Tyndall officials unveil 'green' fitness center
Officials are set to open a new fitness center at Tyndall Air Force Base, Fla., Aug. 20. The fitness ceneter will be the Air Force's first building to meet the U.S. Green Building Council's Leadership in Energy and Environmental Design Platinum level. (U.S. Air Force photo/Sarah English)
by Senior Airman Kirsten Wicker
325th Fighter Wing Public Affairs
8/20/2010 - TYNDALL AIR FORCE BASE, Fla. (AFNS) -- Tyndall Air Force Base officials opened the first building in the Air Force expected to reach the U.S. Green Building Council's Leadership in Energy and Environmental Design Platinum level here Aug. 20. The platinum level is the highest rating possible under the group's green building rating system.
The construction team consisted of contractors, members of the U.S. Army Corps of Engineers, the 325th Civil Engineer Squadron, the Air Force Center for Engineering and the Environment and the 325th Force Support Squadron. The design of the structure was recognized by the Air Force Center for Engineering and the Environment with a Merit Award for Concept Design.
In addition, a July 2007 Air Force Sustainable Design and Development policy memorandum from Maj. Gen. Del Eulberg, the Air Force Civil Engineer, declared all Air Force construction projects should use the U.S. GBC's LEED rating system as a self-assessment metric with the goal of having all Air Force vertical construction projects that began by fiscal 2009 capable of achieving LEED Silver certification, the second highest rating on the LEED scale.
Brian Allen, a 325th Civil Engineer Squadron mechanical engineer and project manager, said the facility would account for $45,000 in annual energy cost savings, compared to a similar sized building without the same energy saving features.
"Tyndall (AFB) is committed to being a leader within the Air Force and the community for sustainability and environmental stewardship," Mr. Allen said. "This will be the first Platinum facility in Bay County and Air Force-wide."
Energy consumption will be more than 40 percent less than a typical building of the same size, Air Force officials said. Water consumption will also be more than 40 percent less by utilizing low and ultra-low fixtures. The facility will boast native, drought tolerant landscaping that allows for no permanent irrigation system, and 9 percent of the facility's energy costs will be provided by renewable energy generated on the roof via solar panels and solar-generated hot water.
To meet additional LEED standards, engineers used construction materials that could be found within a 500-mile radius of the base, a move that reduces the energy costs and usage associated with long-distance transportation.
"Over 40 percent of the materials purchased for the project have recycled content and over 35 percent of the materials purchased for the project were extracted, processed, and manufactured within 500 miles of Tyndall (AFB)," Mr. Allen said.

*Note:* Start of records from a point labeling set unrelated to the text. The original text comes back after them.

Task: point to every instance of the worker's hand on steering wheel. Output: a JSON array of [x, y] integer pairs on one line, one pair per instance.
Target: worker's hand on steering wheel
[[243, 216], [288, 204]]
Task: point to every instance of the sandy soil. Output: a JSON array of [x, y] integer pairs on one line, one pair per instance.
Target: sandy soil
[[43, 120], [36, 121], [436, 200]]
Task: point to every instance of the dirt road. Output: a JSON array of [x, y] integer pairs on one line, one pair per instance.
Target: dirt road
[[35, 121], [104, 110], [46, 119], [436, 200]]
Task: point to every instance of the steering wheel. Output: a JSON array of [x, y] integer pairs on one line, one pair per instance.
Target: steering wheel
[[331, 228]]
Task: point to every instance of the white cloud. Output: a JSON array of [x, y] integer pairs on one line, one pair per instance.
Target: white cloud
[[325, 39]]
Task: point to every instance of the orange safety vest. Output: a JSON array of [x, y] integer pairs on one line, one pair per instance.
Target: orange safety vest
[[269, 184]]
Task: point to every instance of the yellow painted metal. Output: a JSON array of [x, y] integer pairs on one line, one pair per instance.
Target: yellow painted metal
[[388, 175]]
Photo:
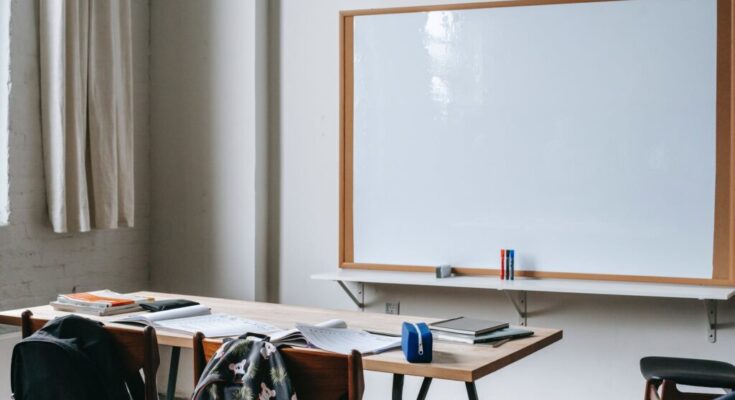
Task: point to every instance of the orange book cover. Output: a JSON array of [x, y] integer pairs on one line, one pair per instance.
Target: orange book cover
[[93, 298]]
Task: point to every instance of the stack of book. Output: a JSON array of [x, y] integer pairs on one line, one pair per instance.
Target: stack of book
[[472, 330], [100, 303]]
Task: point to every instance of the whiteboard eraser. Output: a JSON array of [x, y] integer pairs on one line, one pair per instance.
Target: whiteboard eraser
[[444, 271]]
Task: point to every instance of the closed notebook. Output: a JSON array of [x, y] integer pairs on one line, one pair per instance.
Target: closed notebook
[[507, 333], [467, 326]]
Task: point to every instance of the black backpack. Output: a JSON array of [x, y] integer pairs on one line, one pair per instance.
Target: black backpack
[[71, 358]]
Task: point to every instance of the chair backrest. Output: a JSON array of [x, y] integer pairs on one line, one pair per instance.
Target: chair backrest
[[138, 349], [314, 374]]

Furthermore, it is constructed to withstand a category 3 hurricane with 130 mile-per-hour winds.
"Throughout construction, close teamwork and coordination ensured that the project stayed on track and in compliance with LEED standards," said Brig. Gen. James Browne, the 325th Fighter Wing commander. "These facilities will, without a doubt, improve the quality of life for members of team Tyndall and their families."
The new fitness center is situated on 8.7 acres near 19 neighborhood services within a half-mile radius. Bike racks will provide secure storage and premium parking has been established for low-emitting, fuel-efficient or alternative-fuel vehicles.
It is within walking distance of Tyndall AFB's current fitness center, a 23,175-square-foot facility built in 1975, which is scheduled for demolition. In the new building, construction officials minimized volatile organic compounds to help maintain a healthy indoor environment.
"The LEED Platinum facility provides a healthy environment to maintain the 'Fit to Fight' slogan," Mr. Allen said.